Is Inequality Holding Back the Recovery?

Price of InequalityBig happenings over the weekend. (You can take that as a joke if you like, but I’m quite serious.) Joseph Stiglitz wrote an extended OpEd over at the New York Times, Inequality Is Holding Back the Recovery. He presents four reasons for saying this. First, he notes the deleveraging problem: the middle class is feeling very poor because of the bursting of the housing bubble, but they haven’t seen their incomes increase since the crisis. Second, low income growth has caused the middle class to limit investment in things like education. Third, income inequality is keeping tax receipts low. And fourth, high income inequality is associated with economic instability.

Krugman responded in a blog post on Sunday. He noted that Stiglitz’s second and fourth points are important, but don’t really have anything to do with job growth since the bubble burst. But mainly, Krugman’s point is that the evidence isn’t that good for the theory that the rich don’t spend as much money as the poor. He notes that Milton Friedman showed that most of this correlation was actually due to people whose incomes had temporarily fallen. Understandably, they would spend more of their incomes on average. Similarly, people who get a suddenly windfall are likely to save more of it. So Krugman turns to data and shows that total spending was moving in the opposite direction than it would be given Stiglitz’s hypothesis.

Dean Baker then counters Krugman’s point by noting that much of the spending was driven by the stock and real estate bubbles where people thought they had more money than they actually did. He makes a number of other good points.

And then this morning, Krugman is back, yielding a little of the territory. But mostly, he is arguing again that economics is not a morality play. Just because you think something is right doesn’t mean it is good economics. It is entirely possible to have an unjust economy that works great. And this is where all three of these great economists agree: extreme income inequality is bad for us as a people. As we’ve seen over the last 35 years, the economy can grow without it improving the lives of the vast majority of its citizens. This counters the argument that Milton Friedman liked to make that even though the rich were getting far richer, the poor were also doing better than they would in a more egalitarian system. That simply is not true. (Of course, the moment you argued this with Friedman, he would switch to arguing some nonsense about rights and responsibilities—the typical libertarian bait and switch.)

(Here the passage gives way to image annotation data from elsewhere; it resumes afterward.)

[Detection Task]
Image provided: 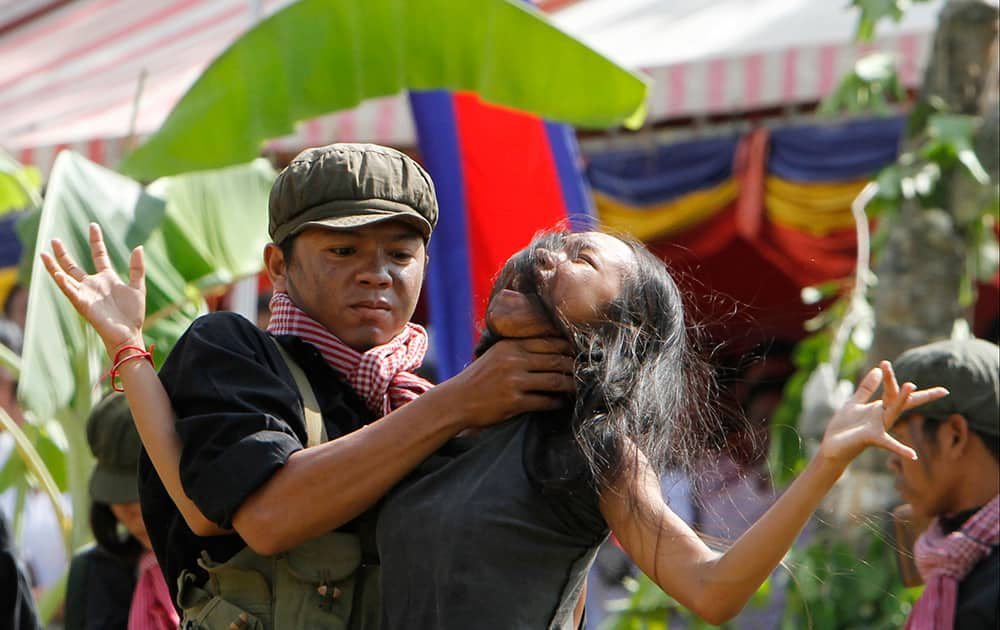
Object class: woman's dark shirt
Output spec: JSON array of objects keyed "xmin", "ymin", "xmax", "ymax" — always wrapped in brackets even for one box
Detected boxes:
[
  {"xmin": 139, "ymin": 312, "xmax": 374, "ymax": 600},
  {"xmin": 941, "ymin": 508, "xmax": 1000, "ymax": 630},
  {"xmin": 377, "ymin": 417, "xmax": 608, "ymax": 630},
  {"xmin": 65, "ymin": 545, "xmax": 138, "ymax": 630}
]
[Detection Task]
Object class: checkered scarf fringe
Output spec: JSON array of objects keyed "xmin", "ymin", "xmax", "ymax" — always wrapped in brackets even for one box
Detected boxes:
[
  {"xmin": 905, "ymin": 495, "xmax": 1000, "ymax": 630},
  {"xmin": 267, "ymin": 293, "xmax": 433, "ymax": 416}
]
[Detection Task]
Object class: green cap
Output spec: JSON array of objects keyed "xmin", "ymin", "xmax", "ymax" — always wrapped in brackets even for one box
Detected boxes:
[
  {"xmin": 87, "ymin": 392, "xmax": 142, "ymax": 504},
  {"xmin": 268, "ymin": 143, "xmax": 438, "ymax": 243},
  {"xmin": 892, "ymin": 339, "xmax": 1000, "ymax": 436}
]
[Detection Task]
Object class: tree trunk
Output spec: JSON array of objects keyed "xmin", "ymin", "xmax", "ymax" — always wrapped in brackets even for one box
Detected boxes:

See how fun economics is? If not, here’s your take home: income inequality is bad. It is turning us into a feudal system. Democracy requires some level of equality. If you don’t have it, then the rich can just buy whatever government they want. You know, just like in modern America.

Update (21 January 2013 11:55 am)

Matt Yglesias says that while he thinks Krugman may have the better argument, Stiglitz is probably still right:

Joe Stiglitz says high levels of inequality hold back economic recovery but Paul Krugman disagrees and I think gets the better of the argument. That said, I think Stiglitz’s conclusion may be correct. Krugman says you “you can have full employment based on purchases of yachts, luxury cars, and the services of personal trainers and celebrity chefs.” And I agree with him, you can. Or at least you could. But you don’t and that seems significant to me.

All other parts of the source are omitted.